Origin of the Shell Structure in the Primary Outflow from IRAS 15398-3359

TL;DR

This paper investigates the shell structure in the primary outflow of IRAS 15398-3359, proposing it results from repeated expansion and compression similar to underexpanded jets in engineering, revealing insights into star formation processes.

Contribution

It introduces a novel analogy between astrophysical outflows and industrial underexpanded jets, suggesting a new explanation for the shell structure in protostellar outflows.

Findings

Shell structure observed in IRAS 15398-3359's outflow.

Similarity between astrophysical outflows and underexpanded jets.
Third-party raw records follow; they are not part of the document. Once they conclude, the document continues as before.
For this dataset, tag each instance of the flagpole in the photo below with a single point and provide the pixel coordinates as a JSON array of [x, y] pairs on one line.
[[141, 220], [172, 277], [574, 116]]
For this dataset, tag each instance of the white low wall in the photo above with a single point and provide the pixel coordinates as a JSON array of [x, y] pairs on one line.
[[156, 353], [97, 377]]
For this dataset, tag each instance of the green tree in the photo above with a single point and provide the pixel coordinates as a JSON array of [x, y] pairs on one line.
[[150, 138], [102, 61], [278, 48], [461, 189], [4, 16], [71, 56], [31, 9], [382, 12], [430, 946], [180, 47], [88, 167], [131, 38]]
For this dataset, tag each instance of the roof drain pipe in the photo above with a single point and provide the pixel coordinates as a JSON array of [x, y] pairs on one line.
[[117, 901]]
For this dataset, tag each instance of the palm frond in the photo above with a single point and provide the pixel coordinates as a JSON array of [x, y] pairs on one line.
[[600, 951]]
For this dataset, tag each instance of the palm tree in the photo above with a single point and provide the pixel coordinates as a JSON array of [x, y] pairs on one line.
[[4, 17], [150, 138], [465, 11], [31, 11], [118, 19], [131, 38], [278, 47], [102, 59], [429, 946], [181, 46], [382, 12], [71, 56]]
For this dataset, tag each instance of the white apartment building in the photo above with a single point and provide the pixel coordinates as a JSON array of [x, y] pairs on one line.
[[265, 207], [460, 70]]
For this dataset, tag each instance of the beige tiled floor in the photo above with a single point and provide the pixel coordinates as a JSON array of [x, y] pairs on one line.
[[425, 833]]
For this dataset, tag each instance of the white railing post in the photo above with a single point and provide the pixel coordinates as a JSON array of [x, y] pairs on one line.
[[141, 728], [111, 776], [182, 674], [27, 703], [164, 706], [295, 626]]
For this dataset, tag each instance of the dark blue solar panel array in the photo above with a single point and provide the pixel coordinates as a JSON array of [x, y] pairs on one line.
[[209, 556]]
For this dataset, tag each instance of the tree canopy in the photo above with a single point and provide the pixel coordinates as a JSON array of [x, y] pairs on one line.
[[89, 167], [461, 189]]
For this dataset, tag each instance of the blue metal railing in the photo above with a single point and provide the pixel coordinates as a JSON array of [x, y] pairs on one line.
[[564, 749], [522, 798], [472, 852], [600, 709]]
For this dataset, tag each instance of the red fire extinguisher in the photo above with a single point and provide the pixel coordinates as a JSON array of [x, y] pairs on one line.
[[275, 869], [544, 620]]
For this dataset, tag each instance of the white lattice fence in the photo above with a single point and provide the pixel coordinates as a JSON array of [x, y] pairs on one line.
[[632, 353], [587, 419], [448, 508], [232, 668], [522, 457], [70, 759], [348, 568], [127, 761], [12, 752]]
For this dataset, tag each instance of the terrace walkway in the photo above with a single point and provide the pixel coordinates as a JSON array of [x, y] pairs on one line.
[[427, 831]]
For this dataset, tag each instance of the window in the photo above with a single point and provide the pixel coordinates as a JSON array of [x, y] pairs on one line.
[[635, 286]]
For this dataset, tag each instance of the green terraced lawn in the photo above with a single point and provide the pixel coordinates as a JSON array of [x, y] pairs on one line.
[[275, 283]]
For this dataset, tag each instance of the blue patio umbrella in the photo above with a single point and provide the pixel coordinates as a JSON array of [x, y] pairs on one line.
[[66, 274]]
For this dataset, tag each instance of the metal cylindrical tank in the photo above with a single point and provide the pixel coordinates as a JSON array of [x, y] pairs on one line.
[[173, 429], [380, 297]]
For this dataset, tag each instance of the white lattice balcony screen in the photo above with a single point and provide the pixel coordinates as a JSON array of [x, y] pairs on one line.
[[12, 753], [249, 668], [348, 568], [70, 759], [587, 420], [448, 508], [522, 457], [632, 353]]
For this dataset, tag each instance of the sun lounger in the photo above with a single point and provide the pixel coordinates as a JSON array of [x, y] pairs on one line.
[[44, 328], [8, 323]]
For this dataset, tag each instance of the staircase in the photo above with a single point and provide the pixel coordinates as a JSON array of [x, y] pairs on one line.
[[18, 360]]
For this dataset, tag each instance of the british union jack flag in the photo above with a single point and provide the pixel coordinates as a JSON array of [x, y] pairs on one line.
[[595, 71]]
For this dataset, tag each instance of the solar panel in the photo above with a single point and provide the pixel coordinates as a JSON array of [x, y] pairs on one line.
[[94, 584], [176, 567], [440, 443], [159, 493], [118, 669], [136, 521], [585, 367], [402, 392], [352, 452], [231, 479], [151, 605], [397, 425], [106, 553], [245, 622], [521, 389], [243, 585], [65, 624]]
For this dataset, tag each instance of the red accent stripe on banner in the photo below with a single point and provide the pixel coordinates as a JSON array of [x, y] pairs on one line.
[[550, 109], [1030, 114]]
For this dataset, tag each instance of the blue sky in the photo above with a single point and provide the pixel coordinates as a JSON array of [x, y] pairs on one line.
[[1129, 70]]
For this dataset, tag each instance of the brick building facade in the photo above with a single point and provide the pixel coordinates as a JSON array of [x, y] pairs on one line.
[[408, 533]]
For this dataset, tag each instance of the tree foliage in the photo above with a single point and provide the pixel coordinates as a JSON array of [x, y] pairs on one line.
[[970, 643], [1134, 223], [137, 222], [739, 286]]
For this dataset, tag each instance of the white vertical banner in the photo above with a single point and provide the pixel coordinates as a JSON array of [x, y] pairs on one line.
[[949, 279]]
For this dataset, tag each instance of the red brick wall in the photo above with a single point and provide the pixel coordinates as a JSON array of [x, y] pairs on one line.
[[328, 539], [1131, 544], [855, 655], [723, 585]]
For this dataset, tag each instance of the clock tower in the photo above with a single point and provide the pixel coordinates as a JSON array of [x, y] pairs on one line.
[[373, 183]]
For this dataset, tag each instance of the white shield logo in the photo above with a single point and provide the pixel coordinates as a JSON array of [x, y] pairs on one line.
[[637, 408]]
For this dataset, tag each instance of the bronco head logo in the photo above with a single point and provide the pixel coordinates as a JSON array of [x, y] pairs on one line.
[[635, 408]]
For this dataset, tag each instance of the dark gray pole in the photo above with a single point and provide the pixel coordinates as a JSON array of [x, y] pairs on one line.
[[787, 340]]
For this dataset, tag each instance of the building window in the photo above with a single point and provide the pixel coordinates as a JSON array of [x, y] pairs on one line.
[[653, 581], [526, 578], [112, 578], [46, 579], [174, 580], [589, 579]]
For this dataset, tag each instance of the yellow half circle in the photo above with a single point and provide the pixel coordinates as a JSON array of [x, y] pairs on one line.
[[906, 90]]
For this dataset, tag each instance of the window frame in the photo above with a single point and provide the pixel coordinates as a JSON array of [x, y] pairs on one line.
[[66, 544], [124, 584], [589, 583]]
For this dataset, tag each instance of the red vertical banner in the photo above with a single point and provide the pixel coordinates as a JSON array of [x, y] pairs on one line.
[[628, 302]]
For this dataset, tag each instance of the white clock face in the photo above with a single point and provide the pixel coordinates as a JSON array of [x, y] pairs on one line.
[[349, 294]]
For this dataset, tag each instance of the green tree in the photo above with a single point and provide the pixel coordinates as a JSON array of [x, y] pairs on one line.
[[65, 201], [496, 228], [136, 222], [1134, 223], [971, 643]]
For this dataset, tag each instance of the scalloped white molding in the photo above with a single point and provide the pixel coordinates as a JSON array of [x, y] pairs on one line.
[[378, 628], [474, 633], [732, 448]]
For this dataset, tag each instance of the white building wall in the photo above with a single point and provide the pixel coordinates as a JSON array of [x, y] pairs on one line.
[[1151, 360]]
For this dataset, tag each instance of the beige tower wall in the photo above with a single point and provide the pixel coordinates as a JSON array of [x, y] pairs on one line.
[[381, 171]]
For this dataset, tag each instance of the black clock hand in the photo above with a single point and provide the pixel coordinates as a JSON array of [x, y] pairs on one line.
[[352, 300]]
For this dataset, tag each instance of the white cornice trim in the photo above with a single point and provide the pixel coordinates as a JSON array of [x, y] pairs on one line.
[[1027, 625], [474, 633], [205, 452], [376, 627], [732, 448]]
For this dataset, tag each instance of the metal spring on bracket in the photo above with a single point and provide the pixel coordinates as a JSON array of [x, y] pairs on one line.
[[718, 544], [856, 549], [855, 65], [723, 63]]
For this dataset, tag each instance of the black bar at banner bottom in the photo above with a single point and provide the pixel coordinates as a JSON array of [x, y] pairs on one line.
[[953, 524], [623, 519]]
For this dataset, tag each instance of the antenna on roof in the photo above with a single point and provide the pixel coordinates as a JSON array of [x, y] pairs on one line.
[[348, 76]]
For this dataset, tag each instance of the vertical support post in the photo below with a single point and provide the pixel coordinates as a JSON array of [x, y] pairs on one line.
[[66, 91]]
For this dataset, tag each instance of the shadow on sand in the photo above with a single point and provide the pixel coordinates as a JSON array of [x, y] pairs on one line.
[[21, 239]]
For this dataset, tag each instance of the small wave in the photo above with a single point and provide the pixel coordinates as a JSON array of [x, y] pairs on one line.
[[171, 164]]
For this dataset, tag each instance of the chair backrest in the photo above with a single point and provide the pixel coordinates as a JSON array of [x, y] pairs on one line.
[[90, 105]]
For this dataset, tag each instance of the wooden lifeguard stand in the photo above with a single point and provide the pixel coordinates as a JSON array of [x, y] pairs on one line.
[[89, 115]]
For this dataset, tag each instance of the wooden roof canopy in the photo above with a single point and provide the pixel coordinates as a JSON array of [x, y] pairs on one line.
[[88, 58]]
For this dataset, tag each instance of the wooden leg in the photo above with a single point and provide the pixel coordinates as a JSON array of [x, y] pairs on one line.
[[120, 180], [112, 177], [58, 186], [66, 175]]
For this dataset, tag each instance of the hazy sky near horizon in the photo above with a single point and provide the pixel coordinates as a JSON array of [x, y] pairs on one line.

Proposed mechanism of repeated expansion and compression.

Abstract

IRAS 15398-3359, a Class 0 protostar in Lupus I star forming region, is associated with three generations of outflows. The primary outflow, i.e., the most recent one, shows internal structure named ``shell structure'' in the near infrared emission map. The shell structure is also seen in the emission lines of CO, H$_2$CO, and others species. We find a similar structure in an underexpanded jet produced in aerodynamics and other engineering applications. A high pressure gas ejected through a nozzle expands to form a supersonic flow. When the pressure of the ejected gas becomes lower than that of the ambient gas, the jet is compressed to form a shock wave. The shock heated gas expands again to form substructures along the jet. We examine the similarity between the primary outflow of IRAS 15398-3359 and industrial underexpanded jet and the possibility that the shell structure of the former is due to repeated expansion and compression in the direction perpendicular to the jet propagation.